3. Esercizi commerciali che non permettono l’uso della carta di credito. Non credo di ricordare in Australia un episodio in cui io non abbia potuto usare la carta di credito, con cui mi pago pure il caffè. In tre settimane in Italia mi è capitato sei volte che l’esercente di turno mi dicesse che la macchinetta era rotta e dovevo pagare in contanti. Il fatto interessante è che mi è stato battuto lo scontrino, quindi non si tratta di “evasione” ma piuttosto di un vero e proprio rifiuto di alcuni negozi di usare un sistema che a loro costa qualche centesimo di commissione. A meno che l’aria mediterranea sia davvero insalubre per i Pos, che si rompono a tambur battente.
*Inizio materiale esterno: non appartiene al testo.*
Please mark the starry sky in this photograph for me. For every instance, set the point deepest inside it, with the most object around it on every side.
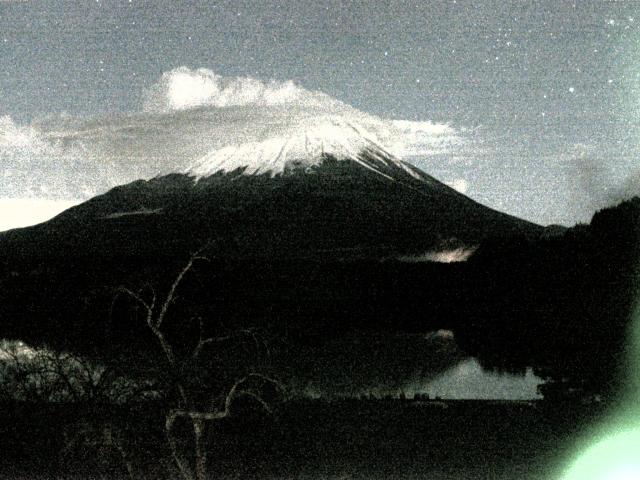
(546, 93)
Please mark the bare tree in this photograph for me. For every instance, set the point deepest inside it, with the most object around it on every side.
(155, 311)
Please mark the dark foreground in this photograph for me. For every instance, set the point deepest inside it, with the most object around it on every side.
(304, 439)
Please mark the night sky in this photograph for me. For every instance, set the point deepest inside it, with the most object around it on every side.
(546, 95)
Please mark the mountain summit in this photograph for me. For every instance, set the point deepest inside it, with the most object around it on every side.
(306, 145)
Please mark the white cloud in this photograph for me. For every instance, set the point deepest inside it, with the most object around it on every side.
(419, 139)
(187, 116)
(22, 212)
(183, 88)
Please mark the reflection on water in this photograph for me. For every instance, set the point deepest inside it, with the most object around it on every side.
(468, 380)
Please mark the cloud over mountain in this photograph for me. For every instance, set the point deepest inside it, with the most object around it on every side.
(183, 88)
(186, 116)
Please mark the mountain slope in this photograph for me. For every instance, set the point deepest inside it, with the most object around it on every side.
(326, 191)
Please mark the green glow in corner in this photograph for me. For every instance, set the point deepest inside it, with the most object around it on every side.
(614, 458)
(616, 452)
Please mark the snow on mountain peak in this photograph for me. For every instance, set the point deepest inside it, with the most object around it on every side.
(302, 145)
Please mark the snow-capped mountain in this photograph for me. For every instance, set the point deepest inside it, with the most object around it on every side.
(187, 117)
(305, 145)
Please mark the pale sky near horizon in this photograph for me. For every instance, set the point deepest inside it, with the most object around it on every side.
(546, 93)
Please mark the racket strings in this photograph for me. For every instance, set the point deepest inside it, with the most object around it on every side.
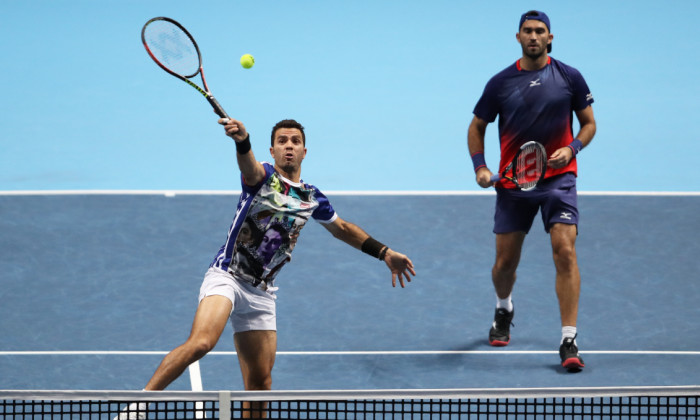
(529, 166)
(172, 48)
4. Last but not least: la viabilità e le indicazioni stradali. In Sicilia e in Toscana ci è capitato più volte di transitare su strade interrotte a causa di lavori. Ottimo segnale, significa che sono in atto miglioramenti infrastrutturali e/o manutenzioni efficiente. Ma la segnaletica dei percorsi alternativi era assolutamente inintellegibile per un italiano come me, non oso immaginare per gli stranieri. Bisogna contare che quando vi sono queste deviazioni, navigatori e Google Maps vanno in tilt e ci mettono un po’ di tempo a ricalibrarsi e spesso bisogna indovinare la direzione prima che la tecnologia ci sia di aiuto. Mi pare impossibile che in Italia non si riesca a organizzare una segnaletica decente in questi frangenti, come succede nella maggior parte dei Paesi (alcuni dei quali meno sviluppati del nostro) nei quali mi è capitato di guidare.
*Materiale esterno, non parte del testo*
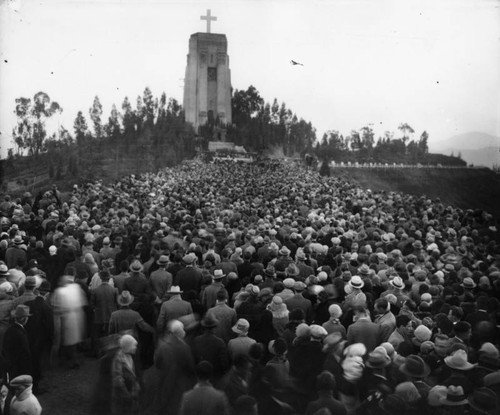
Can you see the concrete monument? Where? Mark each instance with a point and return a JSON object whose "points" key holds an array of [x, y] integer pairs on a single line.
{"points": [[207, 85]]}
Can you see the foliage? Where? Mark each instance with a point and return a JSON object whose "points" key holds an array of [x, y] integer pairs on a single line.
{"points": [[30, 132]]}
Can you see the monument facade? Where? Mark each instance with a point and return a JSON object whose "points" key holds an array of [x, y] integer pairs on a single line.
{"points": [[207, 84]]}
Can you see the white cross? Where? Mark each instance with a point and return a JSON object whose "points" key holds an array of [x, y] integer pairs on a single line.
{"points": [[209, 19]]}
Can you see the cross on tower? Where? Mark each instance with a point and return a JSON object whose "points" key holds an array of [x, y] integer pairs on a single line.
{"points": [[209, 19]]}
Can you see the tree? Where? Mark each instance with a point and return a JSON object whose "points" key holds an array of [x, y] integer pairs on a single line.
{"points": [[95, 115], [406, 130], [81, 128], [30, 132]]}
Sono piccoli cambiamenti culturali che dovremmo fare per elevarci al piano superiore e fornire un servizio di altissima qualità a una delle principali industrie della nostra nazione, il turismo. E non credo sia così difficile per un Paese che è riuscito a trasformare Pompei nel gioiello attuale, quando 15-20 anni pareva una discarica a cielo aperto.